Jose Maria Lopez has criticised the US F1 team after his dream move into Formula 1 collapsed when the outfit aborted its plans to enter in 2010.
The 26-year-old Argentine was announced as a US F1 driver in January but just one month later he was in talks for the reserve seat at Campos (now HRT) with growing uncertainty over US F1's ability to make the grid.
Lopez's manager, Felipe McGough, hit out at US F1 team boss Ken Anderson in the wake of the team's withdrawal at the beginning of March, and Lopez himself now says he believes he was misled by the team.
"I find it hard to say that we did it wrong," he told a news conference hosted by the Argentine Automobile Club. "I think we put too much trust in what people were telling us.
"As soon as I arrived in Charlotte in February, I realised that everything they were saying was not true. What happened to us was unthinkable: in 60 years of Formula 1 it never happened that a team signed up and didn't make it. They hid things from us."
Lopez is still hopeful of breaking into Formula 1 and is targeting a testing role.
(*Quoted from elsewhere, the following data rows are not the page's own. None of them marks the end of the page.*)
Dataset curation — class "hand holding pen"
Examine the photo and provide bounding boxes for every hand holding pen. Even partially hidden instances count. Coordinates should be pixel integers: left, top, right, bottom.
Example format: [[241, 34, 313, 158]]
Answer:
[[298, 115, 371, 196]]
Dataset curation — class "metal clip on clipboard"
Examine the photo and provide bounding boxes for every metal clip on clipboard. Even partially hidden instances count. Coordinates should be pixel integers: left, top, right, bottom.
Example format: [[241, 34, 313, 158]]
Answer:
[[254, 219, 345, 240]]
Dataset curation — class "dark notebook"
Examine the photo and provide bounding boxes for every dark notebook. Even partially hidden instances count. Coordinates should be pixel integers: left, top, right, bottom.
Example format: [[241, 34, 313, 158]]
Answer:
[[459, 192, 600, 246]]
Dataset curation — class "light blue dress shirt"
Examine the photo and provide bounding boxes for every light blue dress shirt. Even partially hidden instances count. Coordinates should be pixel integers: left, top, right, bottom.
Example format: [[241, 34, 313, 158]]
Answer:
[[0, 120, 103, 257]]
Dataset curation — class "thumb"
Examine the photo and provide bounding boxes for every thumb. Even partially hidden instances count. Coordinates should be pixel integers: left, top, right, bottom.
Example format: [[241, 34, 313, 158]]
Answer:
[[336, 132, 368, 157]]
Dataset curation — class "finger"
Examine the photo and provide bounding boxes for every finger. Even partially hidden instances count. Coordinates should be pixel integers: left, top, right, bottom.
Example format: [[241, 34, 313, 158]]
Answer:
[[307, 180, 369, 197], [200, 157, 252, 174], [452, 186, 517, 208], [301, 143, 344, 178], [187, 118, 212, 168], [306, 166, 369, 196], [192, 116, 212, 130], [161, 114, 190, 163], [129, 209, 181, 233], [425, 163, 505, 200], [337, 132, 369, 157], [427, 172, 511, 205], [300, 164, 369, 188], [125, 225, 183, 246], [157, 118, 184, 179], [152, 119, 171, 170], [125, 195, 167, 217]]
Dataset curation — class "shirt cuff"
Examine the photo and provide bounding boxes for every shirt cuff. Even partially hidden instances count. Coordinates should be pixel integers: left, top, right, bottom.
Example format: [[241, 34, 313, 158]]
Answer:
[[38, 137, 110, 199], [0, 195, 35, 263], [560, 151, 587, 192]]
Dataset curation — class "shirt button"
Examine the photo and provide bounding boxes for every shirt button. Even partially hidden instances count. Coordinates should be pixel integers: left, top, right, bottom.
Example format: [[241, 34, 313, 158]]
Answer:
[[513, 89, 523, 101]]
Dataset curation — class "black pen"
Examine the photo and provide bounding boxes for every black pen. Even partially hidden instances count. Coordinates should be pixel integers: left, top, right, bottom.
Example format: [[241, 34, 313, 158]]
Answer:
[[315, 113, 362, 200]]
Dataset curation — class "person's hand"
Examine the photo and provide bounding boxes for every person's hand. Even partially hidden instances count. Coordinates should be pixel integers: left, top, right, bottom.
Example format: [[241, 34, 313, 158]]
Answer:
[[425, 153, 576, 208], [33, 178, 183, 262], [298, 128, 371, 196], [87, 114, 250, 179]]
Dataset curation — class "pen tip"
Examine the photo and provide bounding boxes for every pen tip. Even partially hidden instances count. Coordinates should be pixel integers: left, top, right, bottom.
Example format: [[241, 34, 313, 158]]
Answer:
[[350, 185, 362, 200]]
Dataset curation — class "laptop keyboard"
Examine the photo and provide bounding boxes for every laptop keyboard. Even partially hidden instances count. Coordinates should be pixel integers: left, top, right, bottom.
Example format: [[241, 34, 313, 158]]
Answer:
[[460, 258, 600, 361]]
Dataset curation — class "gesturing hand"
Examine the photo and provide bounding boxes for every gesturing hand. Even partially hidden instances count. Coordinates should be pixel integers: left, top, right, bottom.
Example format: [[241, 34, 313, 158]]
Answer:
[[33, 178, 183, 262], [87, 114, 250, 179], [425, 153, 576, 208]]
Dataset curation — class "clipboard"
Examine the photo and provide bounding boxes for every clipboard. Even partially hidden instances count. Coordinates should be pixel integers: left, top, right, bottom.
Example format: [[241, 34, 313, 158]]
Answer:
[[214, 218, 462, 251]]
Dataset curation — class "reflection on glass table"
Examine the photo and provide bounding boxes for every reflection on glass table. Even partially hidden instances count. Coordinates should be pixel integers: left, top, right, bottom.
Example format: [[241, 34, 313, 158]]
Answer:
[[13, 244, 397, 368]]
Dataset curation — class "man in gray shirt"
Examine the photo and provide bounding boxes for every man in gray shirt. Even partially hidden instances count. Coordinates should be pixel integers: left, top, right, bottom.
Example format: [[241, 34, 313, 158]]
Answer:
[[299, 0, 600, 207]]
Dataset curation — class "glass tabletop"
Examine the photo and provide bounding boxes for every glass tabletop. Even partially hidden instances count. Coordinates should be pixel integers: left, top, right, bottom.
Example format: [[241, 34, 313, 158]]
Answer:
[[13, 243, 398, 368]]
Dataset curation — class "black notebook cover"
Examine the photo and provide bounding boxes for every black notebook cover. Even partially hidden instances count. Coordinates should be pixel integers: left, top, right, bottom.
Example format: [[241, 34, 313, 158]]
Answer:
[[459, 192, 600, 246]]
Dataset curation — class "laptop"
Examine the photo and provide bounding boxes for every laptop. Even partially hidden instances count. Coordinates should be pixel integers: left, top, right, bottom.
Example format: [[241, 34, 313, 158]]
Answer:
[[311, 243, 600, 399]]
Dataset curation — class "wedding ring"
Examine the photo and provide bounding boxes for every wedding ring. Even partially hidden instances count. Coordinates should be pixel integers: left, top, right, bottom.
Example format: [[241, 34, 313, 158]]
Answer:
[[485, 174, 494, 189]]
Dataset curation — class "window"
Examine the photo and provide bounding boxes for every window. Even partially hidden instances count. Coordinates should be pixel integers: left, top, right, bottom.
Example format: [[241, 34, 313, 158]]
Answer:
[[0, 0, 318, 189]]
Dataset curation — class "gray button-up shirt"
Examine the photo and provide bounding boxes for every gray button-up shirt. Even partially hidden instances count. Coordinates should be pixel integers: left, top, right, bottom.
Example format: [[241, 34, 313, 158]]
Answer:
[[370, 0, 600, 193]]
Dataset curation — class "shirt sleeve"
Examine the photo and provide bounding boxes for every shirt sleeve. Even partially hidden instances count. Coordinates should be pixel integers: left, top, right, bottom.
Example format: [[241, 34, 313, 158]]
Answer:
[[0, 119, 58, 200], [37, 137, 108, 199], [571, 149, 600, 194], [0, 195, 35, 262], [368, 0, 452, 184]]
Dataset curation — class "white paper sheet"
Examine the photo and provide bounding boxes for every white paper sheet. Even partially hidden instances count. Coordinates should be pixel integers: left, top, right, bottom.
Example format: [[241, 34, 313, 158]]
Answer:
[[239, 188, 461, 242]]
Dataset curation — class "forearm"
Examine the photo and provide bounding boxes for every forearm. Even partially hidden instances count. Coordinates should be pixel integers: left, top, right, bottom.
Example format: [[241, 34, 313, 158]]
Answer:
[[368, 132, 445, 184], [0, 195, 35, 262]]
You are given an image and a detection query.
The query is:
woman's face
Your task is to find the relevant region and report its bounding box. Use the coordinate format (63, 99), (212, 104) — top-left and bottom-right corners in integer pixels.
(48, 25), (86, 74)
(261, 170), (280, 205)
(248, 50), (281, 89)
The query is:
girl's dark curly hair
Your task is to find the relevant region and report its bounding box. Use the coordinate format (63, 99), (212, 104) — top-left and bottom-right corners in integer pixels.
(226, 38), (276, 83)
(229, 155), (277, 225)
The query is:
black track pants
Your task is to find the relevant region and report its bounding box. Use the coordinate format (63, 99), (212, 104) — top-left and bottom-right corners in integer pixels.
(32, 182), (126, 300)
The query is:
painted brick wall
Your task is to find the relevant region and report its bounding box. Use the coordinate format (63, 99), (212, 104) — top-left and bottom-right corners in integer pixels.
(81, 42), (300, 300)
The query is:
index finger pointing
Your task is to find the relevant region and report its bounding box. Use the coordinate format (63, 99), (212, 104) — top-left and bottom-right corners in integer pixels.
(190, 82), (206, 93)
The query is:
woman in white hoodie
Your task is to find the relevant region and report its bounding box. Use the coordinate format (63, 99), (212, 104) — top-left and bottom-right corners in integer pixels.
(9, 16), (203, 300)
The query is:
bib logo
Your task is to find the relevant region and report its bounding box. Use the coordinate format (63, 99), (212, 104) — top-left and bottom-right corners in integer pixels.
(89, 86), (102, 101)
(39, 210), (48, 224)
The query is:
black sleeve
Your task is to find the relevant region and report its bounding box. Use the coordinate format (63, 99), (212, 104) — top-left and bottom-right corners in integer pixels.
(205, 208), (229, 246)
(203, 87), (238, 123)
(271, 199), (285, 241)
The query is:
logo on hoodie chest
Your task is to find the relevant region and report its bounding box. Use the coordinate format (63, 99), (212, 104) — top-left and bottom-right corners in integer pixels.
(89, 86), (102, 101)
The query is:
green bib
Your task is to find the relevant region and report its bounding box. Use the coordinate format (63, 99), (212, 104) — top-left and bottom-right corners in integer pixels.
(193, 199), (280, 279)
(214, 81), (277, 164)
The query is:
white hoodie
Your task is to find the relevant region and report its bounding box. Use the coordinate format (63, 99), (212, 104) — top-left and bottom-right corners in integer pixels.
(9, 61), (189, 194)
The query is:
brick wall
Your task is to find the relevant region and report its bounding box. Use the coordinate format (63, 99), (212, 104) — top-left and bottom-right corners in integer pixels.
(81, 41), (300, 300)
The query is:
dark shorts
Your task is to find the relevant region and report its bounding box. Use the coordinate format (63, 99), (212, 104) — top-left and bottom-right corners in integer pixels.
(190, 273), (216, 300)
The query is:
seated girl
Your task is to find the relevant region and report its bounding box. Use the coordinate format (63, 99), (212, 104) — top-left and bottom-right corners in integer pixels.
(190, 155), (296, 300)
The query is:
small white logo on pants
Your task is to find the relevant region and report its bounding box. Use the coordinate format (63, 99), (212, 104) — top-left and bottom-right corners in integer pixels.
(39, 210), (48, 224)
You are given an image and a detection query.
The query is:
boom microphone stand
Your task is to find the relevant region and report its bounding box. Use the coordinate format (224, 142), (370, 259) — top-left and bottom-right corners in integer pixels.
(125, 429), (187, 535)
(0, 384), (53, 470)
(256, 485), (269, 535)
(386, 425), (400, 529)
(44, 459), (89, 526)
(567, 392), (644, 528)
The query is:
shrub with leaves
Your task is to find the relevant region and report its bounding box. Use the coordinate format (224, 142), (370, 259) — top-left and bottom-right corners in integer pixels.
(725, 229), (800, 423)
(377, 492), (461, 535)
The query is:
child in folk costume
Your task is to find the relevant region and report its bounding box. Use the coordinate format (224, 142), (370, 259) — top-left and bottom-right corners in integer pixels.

"My idea is to go on, not lay my head down," he said. "Everybody knows what happened. We are going to go on, even though as of today we have no firm project. Of course it's not the same anymore. There have been many falls and I don't know how long I can take it, or my family.
"It [testing] would be the easiest thing because racing in F1 is almost impossible this year. At some point I will be making the decisions."